Needless to say: the story does not end well for anyone involved. Based on my experience I propose six simple rules to set up a data science organization designed to seamlessly integrate with the business and deliver significant value.
Surprise, surprise: strategy first
My very first question in meetings with clients is, “What are you aiming to achieve with a data science organization?”.
First, we must align the early Data Science efforts with known company priorities and pain points to get the needed internal support. For example, do you urgently need to improve targeting or cross-selling to your customers? Do you have issues with managing the inventory? Do your competitors buy raw materials cheaper than you? Logistics? Quality? Pick one key priority that would make the difference, mobilize the organization and provide focus.
Data Science as an independent entity leading cross-functional projects
Your data scientists will often collaborate with Marketing, Finance, IT, Operations but should not report to any of these. Set up your data science organization for success by positioning it as an equal partner, tasked to develop solutions with other departments. Make Data Science accountable for their business objectives and strategy but structure projects with mixed teams, embedding business and scientists.
Infrastructure for Data Science organization
Most early efforts with Data Science fail because companies lack reliable data collection (sensors, logging, user-generated content) and data flow (pipelines, ETL), the most critical components. Even when databases are in place, data are often inconsistent and have huge gaps or undocumented changes, making data impossible to compare across years. Make data easily accessible, ideally leveraging cloud architectures, so that data scientists don’t have to ask permission or, worse, ask for data extractions to the IT department.
While this setup effort may seem to slow you down at first, doing Data Science with inaccurate data is like opening a restaurant sourcing raw material from trash: as everybody says, “garbage in, garbage out”.
Exploratory Data Analysis first for quick wins
The good news is that, once data flows are reasonably reliable and accessible, your data scientist can start generating insights well before developing any Machine Learning.
A good data scientist will lead the crucial data cleaning and Exploratory Data Analysis phases, understanding key metrics and their sensitivity to various factors.
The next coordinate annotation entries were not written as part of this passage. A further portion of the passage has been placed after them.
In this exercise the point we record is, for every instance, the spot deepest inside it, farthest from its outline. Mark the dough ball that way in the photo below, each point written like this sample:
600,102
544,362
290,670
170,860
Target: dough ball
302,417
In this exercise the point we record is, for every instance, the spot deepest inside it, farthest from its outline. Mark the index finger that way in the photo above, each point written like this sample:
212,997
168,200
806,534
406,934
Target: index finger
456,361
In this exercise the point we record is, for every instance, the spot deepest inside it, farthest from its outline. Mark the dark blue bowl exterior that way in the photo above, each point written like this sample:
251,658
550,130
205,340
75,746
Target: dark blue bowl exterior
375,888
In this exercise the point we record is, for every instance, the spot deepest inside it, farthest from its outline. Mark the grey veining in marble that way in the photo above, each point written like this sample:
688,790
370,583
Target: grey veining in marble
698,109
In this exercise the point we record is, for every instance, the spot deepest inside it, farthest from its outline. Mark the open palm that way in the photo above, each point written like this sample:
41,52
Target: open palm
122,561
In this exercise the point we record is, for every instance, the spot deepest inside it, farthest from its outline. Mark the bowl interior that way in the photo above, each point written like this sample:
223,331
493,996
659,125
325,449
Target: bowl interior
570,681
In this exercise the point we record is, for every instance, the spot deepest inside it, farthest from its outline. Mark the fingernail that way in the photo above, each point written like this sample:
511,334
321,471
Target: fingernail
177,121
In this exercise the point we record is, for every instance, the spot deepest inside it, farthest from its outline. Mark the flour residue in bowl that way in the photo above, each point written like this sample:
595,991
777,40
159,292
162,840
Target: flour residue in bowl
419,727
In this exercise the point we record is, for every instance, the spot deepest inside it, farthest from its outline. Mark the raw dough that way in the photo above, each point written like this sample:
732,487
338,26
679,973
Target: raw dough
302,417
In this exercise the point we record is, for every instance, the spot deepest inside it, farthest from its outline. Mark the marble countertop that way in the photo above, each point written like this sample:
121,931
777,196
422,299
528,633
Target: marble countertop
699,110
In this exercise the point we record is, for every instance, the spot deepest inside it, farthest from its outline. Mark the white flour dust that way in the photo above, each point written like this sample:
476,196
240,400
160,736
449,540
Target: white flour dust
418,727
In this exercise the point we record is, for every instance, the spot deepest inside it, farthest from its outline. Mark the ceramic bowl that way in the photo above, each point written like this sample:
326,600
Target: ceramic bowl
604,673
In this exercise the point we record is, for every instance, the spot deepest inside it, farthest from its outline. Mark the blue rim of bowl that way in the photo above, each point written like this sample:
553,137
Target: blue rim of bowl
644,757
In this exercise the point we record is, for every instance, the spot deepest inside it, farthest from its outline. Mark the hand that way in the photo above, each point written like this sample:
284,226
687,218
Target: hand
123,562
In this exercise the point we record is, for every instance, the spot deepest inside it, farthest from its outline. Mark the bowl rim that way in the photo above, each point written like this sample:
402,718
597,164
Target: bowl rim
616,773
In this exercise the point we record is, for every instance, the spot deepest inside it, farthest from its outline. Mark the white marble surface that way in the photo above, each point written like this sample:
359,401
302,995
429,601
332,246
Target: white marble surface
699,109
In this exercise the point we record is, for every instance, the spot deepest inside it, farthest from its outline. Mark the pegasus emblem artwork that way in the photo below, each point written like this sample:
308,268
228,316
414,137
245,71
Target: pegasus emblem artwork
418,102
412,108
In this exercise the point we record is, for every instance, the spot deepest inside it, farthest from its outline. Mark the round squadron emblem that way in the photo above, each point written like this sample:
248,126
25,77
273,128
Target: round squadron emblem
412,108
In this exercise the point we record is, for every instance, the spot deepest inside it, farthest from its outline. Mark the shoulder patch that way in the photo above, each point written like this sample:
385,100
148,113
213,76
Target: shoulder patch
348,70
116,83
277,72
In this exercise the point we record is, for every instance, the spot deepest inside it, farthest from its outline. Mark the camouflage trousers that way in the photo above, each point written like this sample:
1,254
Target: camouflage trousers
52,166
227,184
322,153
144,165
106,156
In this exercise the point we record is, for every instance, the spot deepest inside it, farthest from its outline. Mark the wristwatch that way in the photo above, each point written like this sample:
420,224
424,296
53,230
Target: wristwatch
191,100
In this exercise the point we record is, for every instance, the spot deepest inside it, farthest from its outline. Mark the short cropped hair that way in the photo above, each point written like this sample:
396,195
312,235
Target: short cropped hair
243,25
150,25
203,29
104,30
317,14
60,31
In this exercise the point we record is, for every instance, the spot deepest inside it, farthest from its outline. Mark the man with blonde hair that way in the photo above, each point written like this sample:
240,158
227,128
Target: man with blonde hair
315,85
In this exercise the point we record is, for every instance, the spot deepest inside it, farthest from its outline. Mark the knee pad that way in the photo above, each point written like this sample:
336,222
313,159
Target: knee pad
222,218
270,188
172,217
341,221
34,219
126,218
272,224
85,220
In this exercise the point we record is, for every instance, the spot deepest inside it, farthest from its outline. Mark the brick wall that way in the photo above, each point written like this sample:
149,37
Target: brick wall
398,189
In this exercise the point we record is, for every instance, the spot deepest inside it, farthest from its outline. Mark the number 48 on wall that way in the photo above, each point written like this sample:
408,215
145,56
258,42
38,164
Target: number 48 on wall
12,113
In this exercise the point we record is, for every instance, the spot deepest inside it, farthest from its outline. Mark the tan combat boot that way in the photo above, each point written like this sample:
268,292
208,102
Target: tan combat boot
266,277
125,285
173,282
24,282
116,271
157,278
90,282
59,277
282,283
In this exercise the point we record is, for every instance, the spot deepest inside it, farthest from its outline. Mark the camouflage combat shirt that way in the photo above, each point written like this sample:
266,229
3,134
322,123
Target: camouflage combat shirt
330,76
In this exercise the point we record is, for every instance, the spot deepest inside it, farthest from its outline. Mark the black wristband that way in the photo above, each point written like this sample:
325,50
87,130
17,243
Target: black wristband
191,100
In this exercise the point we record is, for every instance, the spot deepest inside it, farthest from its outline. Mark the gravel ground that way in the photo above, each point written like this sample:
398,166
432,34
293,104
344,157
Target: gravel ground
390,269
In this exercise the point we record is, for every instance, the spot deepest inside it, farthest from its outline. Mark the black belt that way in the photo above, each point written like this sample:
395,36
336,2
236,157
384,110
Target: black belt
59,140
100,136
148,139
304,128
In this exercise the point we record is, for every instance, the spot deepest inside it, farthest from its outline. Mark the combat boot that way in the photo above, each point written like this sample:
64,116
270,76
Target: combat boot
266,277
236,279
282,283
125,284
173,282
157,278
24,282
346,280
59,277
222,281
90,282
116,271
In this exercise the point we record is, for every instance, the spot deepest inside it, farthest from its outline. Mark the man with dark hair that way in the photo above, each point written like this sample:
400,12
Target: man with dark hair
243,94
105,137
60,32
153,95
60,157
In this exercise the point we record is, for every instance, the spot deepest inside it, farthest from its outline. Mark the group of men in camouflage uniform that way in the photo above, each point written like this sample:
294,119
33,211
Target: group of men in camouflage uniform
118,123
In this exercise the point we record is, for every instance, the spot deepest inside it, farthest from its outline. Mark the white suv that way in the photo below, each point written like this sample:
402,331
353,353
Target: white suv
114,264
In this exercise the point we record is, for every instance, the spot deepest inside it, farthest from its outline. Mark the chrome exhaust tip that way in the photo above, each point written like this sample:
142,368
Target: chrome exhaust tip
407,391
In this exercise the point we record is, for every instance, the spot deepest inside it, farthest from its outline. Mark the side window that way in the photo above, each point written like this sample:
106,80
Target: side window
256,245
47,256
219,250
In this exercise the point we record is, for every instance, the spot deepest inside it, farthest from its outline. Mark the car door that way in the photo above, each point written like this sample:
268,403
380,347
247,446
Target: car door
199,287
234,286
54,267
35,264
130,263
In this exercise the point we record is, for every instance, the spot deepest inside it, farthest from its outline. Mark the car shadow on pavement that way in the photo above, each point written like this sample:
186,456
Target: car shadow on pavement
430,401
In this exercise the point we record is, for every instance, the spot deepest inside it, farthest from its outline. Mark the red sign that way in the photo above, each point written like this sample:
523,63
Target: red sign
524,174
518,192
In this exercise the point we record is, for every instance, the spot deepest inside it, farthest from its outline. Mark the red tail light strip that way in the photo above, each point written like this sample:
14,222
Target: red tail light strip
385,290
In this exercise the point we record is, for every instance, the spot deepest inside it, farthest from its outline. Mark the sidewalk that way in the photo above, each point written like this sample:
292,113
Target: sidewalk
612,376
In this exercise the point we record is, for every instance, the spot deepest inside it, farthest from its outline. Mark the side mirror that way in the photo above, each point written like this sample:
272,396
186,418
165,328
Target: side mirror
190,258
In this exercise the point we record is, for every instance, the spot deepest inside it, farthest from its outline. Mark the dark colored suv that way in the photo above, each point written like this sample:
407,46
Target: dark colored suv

She will propose simple, efficient rules for decision-making while, at the same time, integrating the data flow with missing information.
With a good foundation in place, Data scientists can quickly develop robust Machine Learning models and generate new, innovative capabilities and services.
Designing a Data Science organization: Roles and profiles
What is the best profile for most companies?
Fueled by academic dynamics, many students specialize as Machine Learning Engineers, Modelers, Causal Inference specialists or Data Analysts. Unfortunately, in the real world, flexibility and versatility are way more important. One of the significant issues with hyper-specialization is the hidden cost of handing over information and tasks, wait times, meetings about meetings. Moreover, since nobody owns the product end-to-end, the team slowly generate sub-optimal outcomes.
Unless your company is Amazon or Google, you probably don’t need an army of specialists. Rather than looking for three specialists, one for each phase of the data science cycle, hire three “full-stack data scientists” skilled to cover all the different functions and follow the process “end-to-end”. Start with people able and willing to do the “dirty” work of cleaning data and guide the pipeline building, and they will gladly optimize and deploy excellent Machine Learning models.
Changing the culture
The organization must share a culture of learning and experimentation as pointed out by many in the industry.
Among your company’s executives, whoever has had to do with any software development in the last few years has already been exposed to powerful concepts such as AGILE and Minimum Viable Product. Unsurprisingly, in Data Science, a simple version of the product must work well end-to-end before adding complexities and functionalities.
Executives must be open to learning by doing through an adaptive, iterative and evolutionary development process. In addition, they have to be comfortable with ambiguity and unexpected outcomes of experiments.
A/B testing is showing your idea was not that good after all? Indeed, you will be glad you have avoided disaster by full-scale deployment: learn and move on.
If your management team is full of high-ego stars constantly fighting for resources to support their pet projects, then data science might not work well in your company. However, should your team use facts and objective data for decision making, then a data science department can give your company a substantial competitive advantage.